CDD : La cour de cassation facilite les actions en requalification

, par Christelle MARTIN

Un employeur ne peut recourir au contrat à durée déterminée (CDD) que pour l’exécution d’une tâche précise et temporaire, et seulement dans les cas prévus par le Code du travail (articles L.1242-2 et L.1242-3).

Le CDD ne peut en aucun cas avoir pour objet ou pour effet de pourvoir durablement un emploi lié à l’activité normale et permanente de l’entreprise. Il doit être établi par écrit et comporter la définition précise de son motif. Lorsqu’il est conclu pour assurer le remplacement d’un salarié absent, le CDD doit indiquer le nom et la qualification de la personne remplacée, mais il n’a pas à préciser le motif de l’absence.

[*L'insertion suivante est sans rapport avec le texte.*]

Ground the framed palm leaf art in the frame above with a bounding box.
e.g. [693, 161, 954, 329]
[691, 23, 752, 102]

Tout CDD conclu en méconnaissance de ces règles doit être requalifié en CDI (contrat à durée indéterminée).

Dans sa décision du 15 septembre 2010, la Cour de cassation affirme, pour la première fois et d’une façon très claire, qu’« en cas de litige sur le motif de recours, il incombe à l’employeur de rapporter la preuve de la réalité du motif énoncé dans le contrat à durée déterminée » (Cass. soc., 15 septembre 2010, n°09-40473, PBR). Cette solution avait été autrefois dégagée pour les contrats d’intérim (Cass. soc., 28 novembre 2007, n° 06-44843).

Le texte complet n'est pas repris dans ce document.